History of Colored Diamonds

While diamonds without color command much higher prices than colored diamonds, it’s extremely rare to find such a structurally perfect diamond. Colored diamonds have come into a market all their own in recent years, and different colors can either increase or decrease a diamond’s value. Intense colors such as pink or blue can be considerably more valuable than a white diamond with traces of yellow coloring.

Colored diamonds appear when there are chemical impurities within the diamond or structural defects can be found. Nitrogen, one of the most common impurities, causes diamonds to take on a brown or yellowish hue. Most white diamonds have been affected by nitrogen; in rare cases, the effect isn’t noticeable, thereby increasing the value of the stone dramatically.

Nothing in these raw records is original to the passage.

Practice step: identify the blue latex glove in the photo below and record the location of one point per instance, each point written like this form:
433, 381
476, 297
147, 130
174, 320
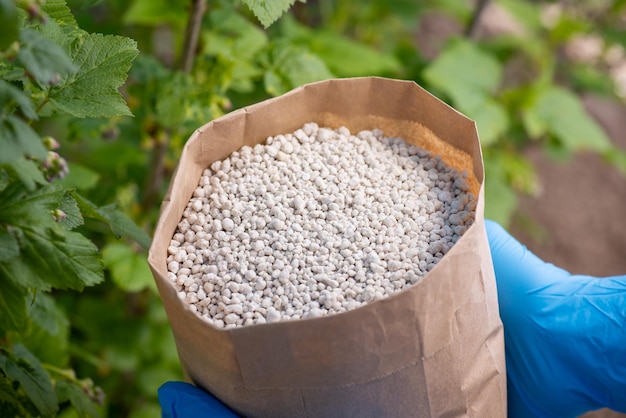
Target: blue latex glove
182, 400
565, 340
565, 335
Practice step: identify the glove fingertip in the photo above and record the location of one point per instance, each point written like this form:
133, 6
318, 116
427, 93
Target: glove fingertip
184, 400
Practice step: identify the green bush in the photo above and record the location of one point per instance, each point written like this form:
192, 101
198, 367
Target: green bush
98, 97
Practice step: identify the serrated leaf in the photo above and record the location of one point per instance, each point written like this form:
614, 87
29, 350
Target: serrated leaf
268, 11
18, 140
274, 85
11, 97
59, 11
27, 210
41, 311
469, 76
64, 259
26, 369
84, 406
10, 400
103, 62
129, 270
347, 58
51, 256
13, 315
80, 177
9, 247
294, 67
73, 217
48, 334
42, 58
28, 172
156, 12
463, 67
233, 37
120, 224
9, 28
559, 112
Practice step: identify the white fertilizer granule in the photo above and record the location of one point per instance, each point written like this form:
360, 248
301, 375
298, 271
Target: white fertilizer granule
314, 223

Colored diamonds other than brown and yellow typically command much higher prices and are significantly rarer than their common counterparts. Pale pinks or blues are valued, but intense colors are usually regarded as more desirable and thus more expensive. There are many impurities that can cause diamonds to turn different colors, including pink, blue, yellow, red, green, brown, etc. Intensely colored diamonds are usually referred to as “fancies” throughout the diamond industry, and a rating system has been put in place to distinguish varying fancy colors from one another. However, because of the relative rarity of these colored diamonds the system is not often used.